Based on what I have heard in business writing classes over the past couple of days, I am inspired to share tips on how to assign a task in email–and how not to. Listen in on what people told me (with details disguised):
I got an email from my manager that said, "Please arrange for a 20th anniversary tea. Thanks." That’s all it said.
My manager sent me an email that said "Let’s have a meeting with Gabriel, Renato, and Sylvia. Please schedule." The message didn’t say how soon, for how long, for what purpose, or whether the meeting should be by phone, in person, or by WebEx.
My manager forwards me email all the time, with just this note: "Please handle this." The only problem is that the email threads are a mile long, and I have no idea what they are about.
To assign a task by email, do what the managers above did not do: provide enough information for the person to complete the task efficiently.
To know what to include, imagine you are talking with the other person.
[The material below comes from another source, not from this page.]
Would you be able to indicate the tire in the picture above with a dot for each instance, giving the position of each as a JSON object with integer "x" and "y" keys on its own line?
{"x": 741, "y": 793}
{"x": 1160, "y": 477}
What would he or she ask? Consider these questions: Who? What? Where? How? How soon? When? Why? How many?
In the opening scenario above, the employee needed to know, at a minimum, whom the 20th anniversary tea would honor–one person or many people? And how soon should it be? Later the employee would need to confirm the guest list, the budget for the event, and other details.
Of course, different people need different amounts of information. An experienced employee may need very little. But someone new to the task may have many questions, even "What’s a 20th anniversary tea?"
Since it may not be easy to recognize all the questions the employee may need answered–especially when you are in a hurry–it makes sense to include something like this:
Let me know if you have questions. You can reach me by phone tomorrow [include the number], or email me.
But how about that long forwarded message, the one that says only "Please handle this"? If you are doing the forwarding, tell the other person what needs to be handled. Taking just a minute to describe the situation (assuming you are aware of it) could save the employee an hour of piecing together what is required. Here is an example of a brief explanation:
Please handle Marty’s request below. As you will see, he wants an exception to the records management policy, and he hasn’t been able to get an answer from the research group. Run it by Dr. Katz, then get back to Marty. Thanks.
As with so many communications, the best practice for assigning a task involves imagining yourself in your reader’s place. How much does your reader know? What does he or she need in order to accomplish the task? Yes, it takes time to think about these questions, but doing so is likely to lead to much better responses and much happier employees–both of which will save us time in the future.